The whole thing was dreamt up for an architectural competition by the design geniuses at the Bjarke Ingels Group. They wanted to create a structure that blended into the surroundings and made the most of the snowy climate, and the dream looks set to become reality in the next year or so.
The eco warrior:
Hotel Eden in Selva, Italy
Answering the call for more sustainable tourism in Europe, Hotel EdenSelva recently joined the ranks of hotels in Val Gardena – in the most environmentally friendly way possible. If you want a ski holiday without a big carbon footprint, this is the perfect place to stay.
This pioneering property is built, insulated and furnished using sustainable materials: local wood forms the main structure and glass features a lot, with triple glazing to maximise light and energy retention from the sun. The hotel has a methane generator for minimal CO2 production and energy efficient electricals are fitted throughout. Eden’s restaurant has a ‘farm to table’ focus, making healthy meals with local produce for minimal food miles. Saving guests the temptation of driving, the building is ski in, ski out. Its exterior reiterates the building’s respect for the landscape it sits in, with vertical strips of wood as an homage to the surrounding larch forest.

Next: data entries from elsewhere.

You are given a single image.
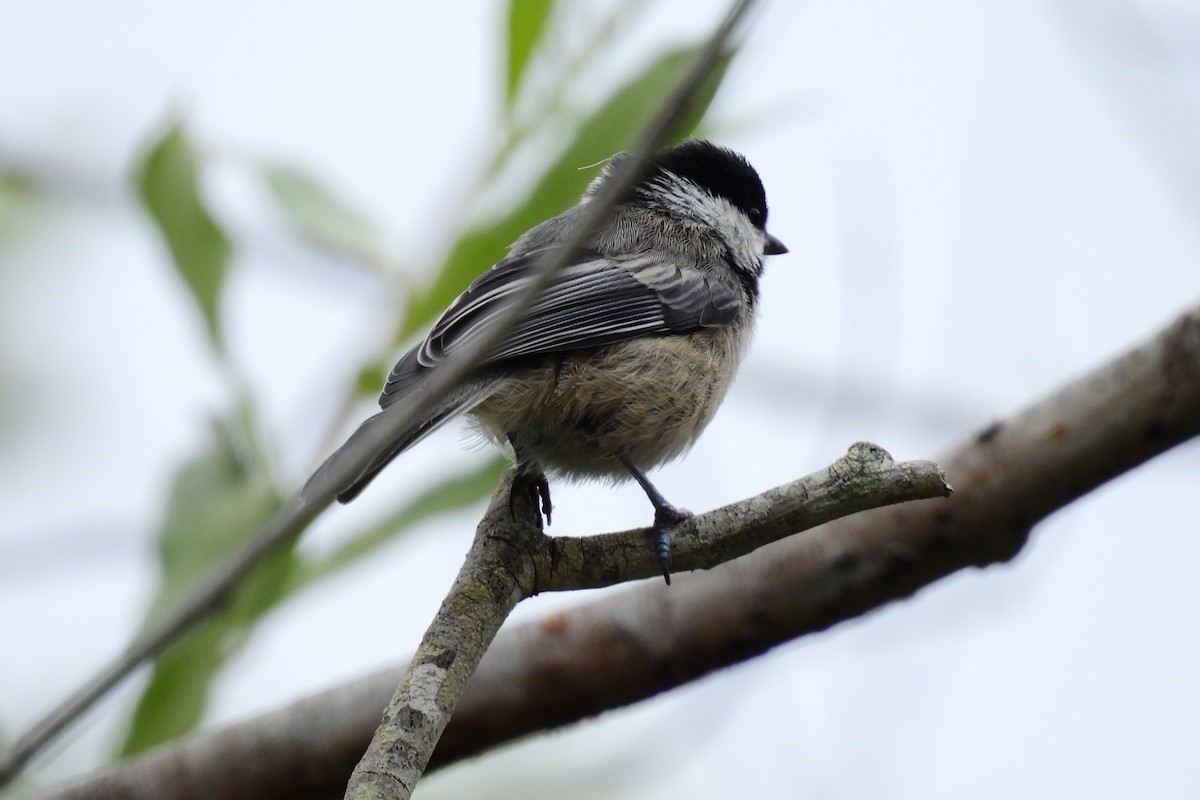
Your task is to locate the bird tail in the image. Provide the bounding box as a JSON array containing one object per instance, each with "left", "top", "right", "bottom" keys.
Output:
[{"left": 300, "top": 390, "right": 487, "bottom": 503}]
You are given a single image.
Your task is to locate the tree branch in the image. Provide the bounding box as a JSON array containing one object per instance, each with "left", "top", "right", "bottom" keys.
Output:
[
  {"left": 0, "top": 0, "right": 755, "bottom": 787},
  {"left": 30, "top": 299, "right": 1200, "bottom": 800},
  {"left": 346, "top": 443, "right": 950, "bottom": 800}
]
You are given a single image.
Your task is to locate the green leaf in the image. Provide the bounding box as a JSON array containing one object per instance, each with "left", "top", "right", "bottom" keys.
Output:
[
  {"left": 137, "top": 122, "right": 230, "bottom": 347},
  {"left": 396, "top": 46, "right": 732, "bottom": 341},
  {"left": 293, "top": 457, "right": 508, "bottom": 589},
  {"left": 260, "top": 163, "right": 383, "bottom": 263},
  {"left": 120, "top": 412, "right": 283, "bottom": 756},
  {"left": 504, "top": 0, "right": 554, "bottom": 109},
  {"left": 0, "top": 169, "right": 42, "bottom": 243}
]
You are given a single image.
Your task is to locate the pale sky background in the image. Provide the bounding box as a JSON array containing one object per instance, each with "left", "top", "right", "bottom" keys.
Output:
[{"left": 0, "top": 0, "right": 1200, "bottom": 800}]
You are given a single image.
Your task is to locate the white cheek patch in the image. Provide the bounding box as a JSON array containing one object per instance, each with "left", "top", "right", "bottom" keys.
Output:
[{"left": 655, "top": 173, "right": 766, "bottom": 275}]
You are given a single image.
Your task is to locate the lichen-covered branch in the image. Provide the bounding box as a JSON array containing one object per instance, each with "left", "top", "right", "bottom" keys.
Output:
[
  {"left": 346, "top": 443, "right": 950, "bottom": 800},
  {"left": 32, "top": 298, "right": 1200, "bottom": 800}
]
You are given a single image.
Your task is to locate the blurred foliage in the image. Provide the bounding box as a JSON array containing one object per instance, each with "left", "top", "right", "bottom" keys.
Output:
[
  {"left": 260, "top": 162, "right": 384, "bottom": 264},
  {"left": 114, "top": 0, "right": 728, "bottom": 756},
  {"left": 137, "top": 122, "right": 232, "bottom": 347},
  {"left": 0, "top": 169, "right": 41, "bottom": 243},
  {"left": 504, "top": 0, "right": 554, "bottom": 112},
  {"left": 121, "top": 416, "right": 284, "bottom": 756}
]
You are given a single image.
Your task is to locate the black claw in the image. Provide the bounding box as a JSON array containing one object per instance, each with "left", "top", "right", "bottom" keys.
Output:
[
  {"left": 654, "top": 528, "right": 671, "bottom": 587},
  {"left": 509, "top": 469, "right": 552, "bottom": 530},
  {"left": 654, "top": 503, "right": 691, "bottom": 587}
]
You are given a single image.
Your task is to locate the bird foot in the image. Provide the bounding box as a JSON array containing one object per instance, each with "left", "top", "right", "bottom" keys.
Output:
[
  {"left": 654, "top": 503, "right": 691, "bottom": 587},
  {"left": 509, "top": 469, "right": 553, "bottom": 530}
]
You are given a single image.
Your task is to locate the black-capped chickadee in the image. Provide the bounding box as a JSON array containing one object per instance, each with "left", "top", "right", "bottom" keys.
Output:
[{"left": 304, "top": 140, "right": 787, "bottom": 583}]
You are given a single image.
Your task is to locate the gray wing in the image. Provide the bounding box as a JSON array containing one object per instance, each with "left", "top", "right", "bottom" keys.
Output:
[{"left": 379, "top": 249, "right": 743, "bottom": 407}]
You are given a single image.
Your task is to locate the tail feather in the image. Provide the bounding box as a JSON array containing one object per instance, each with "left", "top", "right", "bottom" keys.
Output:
[{"left": 300, "top": 392, "right": 486, "bottom": 503}]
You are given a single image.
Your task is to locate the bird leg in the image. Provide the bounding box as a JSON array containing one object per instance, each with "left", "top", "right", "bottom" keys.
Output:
[
  {"left": 509, "top": 434, "right": 552, "bottom": 530},
  {"left": 620, "top": 456, "right": 691, "bottom": 585}
]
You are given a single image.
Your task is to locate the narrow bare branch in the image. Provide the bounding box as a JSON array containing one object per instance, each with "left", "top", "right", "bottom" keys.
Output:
[
  {"left": 30, "top": 298, "right": 1200, "bottom": 800},
  {"left": 346, "top": 443, "right": 950, "bottom": 800}
]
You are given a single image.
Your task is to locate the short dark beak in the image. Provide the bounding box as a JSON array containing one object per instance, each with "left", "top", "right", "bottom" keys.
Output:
[{"left": 762, "top": 234, "right": 787, "bottom": 255}]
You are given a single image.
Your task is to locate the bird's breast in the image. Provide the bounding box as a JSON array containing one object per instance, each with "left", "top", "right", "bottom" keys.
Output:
[{"left": 472, "top": 325, "right": 749, "bottom": 477}]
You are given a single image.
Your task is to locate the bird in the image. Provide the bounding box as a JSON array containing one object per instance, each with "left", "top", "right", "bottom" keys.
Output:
[{"left": 301, "top": 139, "right": 787, "bottom": 584}]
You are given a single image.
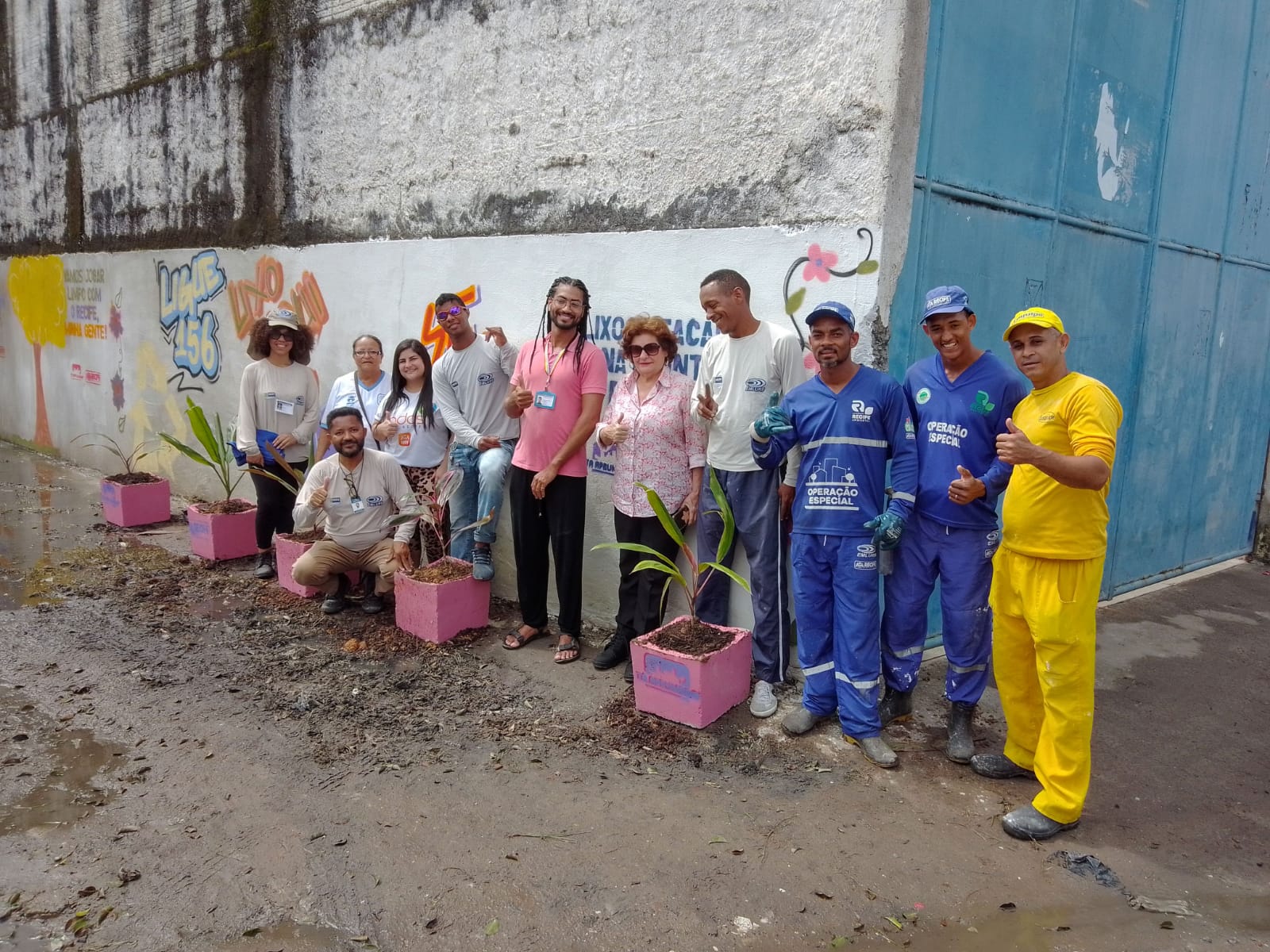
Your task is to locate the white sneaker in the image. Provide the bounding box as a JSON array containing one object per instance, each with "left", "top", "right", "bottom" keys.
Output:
[{"left": 749, "top": 681, "right": 776, "bottom": 717}]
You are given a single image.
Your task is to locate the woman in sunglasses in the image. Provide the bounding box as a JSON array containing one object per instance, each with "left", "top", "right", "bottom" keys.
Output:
[
  {"left": 371, "top": 338, "right": 449, "bottom": 565},
  {"left": 592, "top": 313, "right": 706, "bottom": 681},
  {"left": 235, "top": 307, "right": 321, "bottom": 579}
]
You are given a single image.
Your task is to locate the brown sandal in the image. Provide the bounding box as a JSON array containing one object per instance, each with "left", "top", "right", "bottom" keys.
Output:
[{"left": 503, "top": 628, "right": 551, "bottom": 651}]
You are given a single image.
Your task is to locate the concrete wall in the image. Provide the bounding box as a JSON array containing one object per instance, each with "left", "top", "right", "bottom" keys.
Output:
[{"left": 0, "top": 0, "right": 927, "bottom": 620}]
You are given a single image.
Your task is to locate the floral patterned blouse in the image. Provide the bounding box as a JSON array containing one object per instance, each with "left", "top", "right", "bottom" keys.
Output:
[{"left": 595, "top": 367, "right": 706, "bottom": 518}]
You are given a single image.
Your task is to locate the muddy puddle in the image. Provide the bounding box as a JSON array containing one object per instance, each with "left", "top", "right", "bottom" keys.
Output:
[
  {"left": 212, "top": 922, "right": 352, "bottom": 952},
  {"left": 0, "top": 685, "right": 125, "bottom": 836}
]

Skiing in the sky with diamonds:
Koh-I Nor in Val Thorens, France
© Koh-I Nor
There are a lot of luxury hotels in the Alps, but this one gives ‘diamond standard hospitality’ a whole new meaning. Called Koh-I Nor after the legendary 105 carat diamond presented to Queen Victoria (also Persian for ‘mountain of light’), everything about this hotel has been designed to embody its name. It’s the highest 5-star hotel in Europe, positioned solitaire-like at the top point of Europe’s loftiest ski resort. Glass features heavily, from the upturned diamond-shaped entrance to the huge picture windows, installed wherever possible to let light flood in. In the day you have peaks as far as the eye can see and come nightfall, the whole place resembles a ‘mountain of light’, sparkling down on its surroundings. The spa’s signature treatment uses semi-precious stones to release your inner sparkle and Michelin-starred chef Eric Samson’s signature dessert features a diamond of chocolate… You might have to pawn a gemstone or two to stay here (we found a luxury package holiday on SNO for upwards of £2,800 a head!) but it’s sure to be a dazzling stay…
The ski hotel that annually vanishes:
Snow Hotel in Yllas, Finland
© SnowVillage & HBO Nordic
Every autumn, ice and snow experts take something like 350, 000 kilos of ice and 20 million kilos of snow to create the incredible SnowVillage near Yllas. Cosier than it looks and sounds, its Snow Hotel has 30 rooms and suites with fleece-lined sleeping bags for guests to snuggle up in. There’s also an ice restaurant, ice bar and an ice chapel for weddings.
This year the SnowVillage collaborated with HBO to give their icy kingdom a Game of Thrones theme – snow sculptors created an iron throne, Braavosi Hall of Faces and White Walker who peers formidably above one of the beds…
The entire village disappears when it melts in the spring, then when the snow returns in October, building begins all over again.
The big daddy:
Kulm in St. Moritz, Switzerland
However daring the design or funky the facilities, what it all boils down to is the fact that ski hotels might have never existed if it hadn’t been for the Kulm.
If your idea of an amazing hotel is somewhere steeped in history, it’s worth booking a stay in the father of winter tourism. Back when people only holidayed in the warmer months, the Kulm’s owner, Johannes Badrutt, urged his summer guests to return in December and experience St. Moritz in snow. They had a fabulous time, went home in spring to spread the news and wintering in St. Moritz quickly became a fashionable pursuit for wealthy tourists. Enthralled by the snowy, sunny climate, Kulm guests invented sports like the skeleton bobsled which went onto feature in the Olympic Games (which the Kulm hosted the opening ceremonies for 1928 and 1948). Before long, other Alpine towns opened their doors to winter tourists – the rest is history!